The Courage Foundation’s Advisory Board, already comprising whistleblowers, tech experts, scholars, and activists, continues to grow. Earlier this week we announced Slavoj Žižek joined our board, and today we are excited to welcome Pulitzer Prize-winning journalist Chris Hedges aboard.
Hedges, a former war correspondent for the New York Times, now writes a column for Truthdig, where he covers various topics surrounding threats to our civil liberties and champions those fighting against those threats.
In a debate about Edward Snowden’s actions, Hedges said, “If there are no Snowdens, if there are no Mannings, if there are no Assanges, there will be no free press.”

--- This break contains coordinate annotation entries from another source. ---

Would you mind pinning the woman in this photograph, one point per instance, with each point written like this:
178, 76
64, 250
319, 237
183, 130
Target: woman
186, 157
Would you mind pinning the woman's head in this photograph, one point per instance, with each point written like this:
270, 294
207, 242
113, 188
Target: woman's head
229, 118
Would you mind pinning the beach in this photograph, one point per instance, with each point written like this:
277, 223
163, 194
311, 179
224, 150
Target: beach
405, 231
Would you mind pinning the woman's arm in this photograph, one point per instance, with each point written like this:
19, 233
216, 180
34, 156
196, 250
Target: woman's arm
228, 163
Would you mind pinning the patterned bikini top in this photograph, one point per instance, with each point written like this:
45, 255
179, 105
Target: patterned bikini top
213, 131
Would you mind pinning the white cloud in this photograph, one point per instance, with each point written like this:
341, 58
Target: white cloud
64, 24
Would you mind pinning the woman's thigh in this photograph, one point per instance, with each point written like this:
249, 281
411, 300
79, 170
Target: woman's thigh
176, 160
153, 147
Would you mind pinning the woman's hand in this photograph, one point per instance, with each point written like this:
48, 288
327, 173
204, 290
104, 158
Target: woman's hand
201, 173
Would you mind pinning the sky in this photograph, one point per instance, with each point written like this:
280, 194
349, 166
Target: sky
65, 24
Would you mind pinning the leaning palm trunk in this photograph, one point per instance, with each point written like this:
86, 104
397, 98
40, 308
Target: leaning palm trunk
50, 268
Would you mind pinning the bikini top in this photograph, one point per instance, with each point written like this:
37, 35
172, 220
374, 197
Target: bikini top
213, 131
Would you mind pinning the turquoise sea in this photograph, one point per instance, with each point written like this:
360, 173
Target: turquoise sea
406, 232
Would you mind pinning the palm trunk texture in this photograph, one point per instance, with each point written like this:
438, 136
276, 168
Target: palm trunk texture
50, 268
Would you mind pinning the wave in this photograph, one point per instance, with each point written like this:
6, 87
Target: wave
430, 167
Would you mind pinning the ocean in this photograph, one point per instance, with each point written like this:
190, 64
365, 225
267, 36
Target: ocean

In February, Hedges wrote ‘Edward Snowden’s Moral Courage,’ a speech praising the NSA whistleblower’s conscientious efforts, and expanding on why we need whistleblowers if we want a free press:
There is no free press without the ability of the reporters to protect the confidentiality of those who have the moral courage to make public the abuse of power. Those few individuals inside government who dared to speak out about the system of mass surveillance have been charged as spies or hounded into exile. An omnipresent surveillance state—and I covered the East German Stasi state—creates a climate of paranoia and fear. It makes democratic dissent impossible. Any state that has the ability to inflict full-spectrum dominance on its citizens is not a free state.
In 2013, Hedges lauded Courage beneficiary Jeremy Hammond for exposing the state’s plan to criminalise democratic dissent. He attended and reported on Hammond’s sentencing, which he called “draconian.”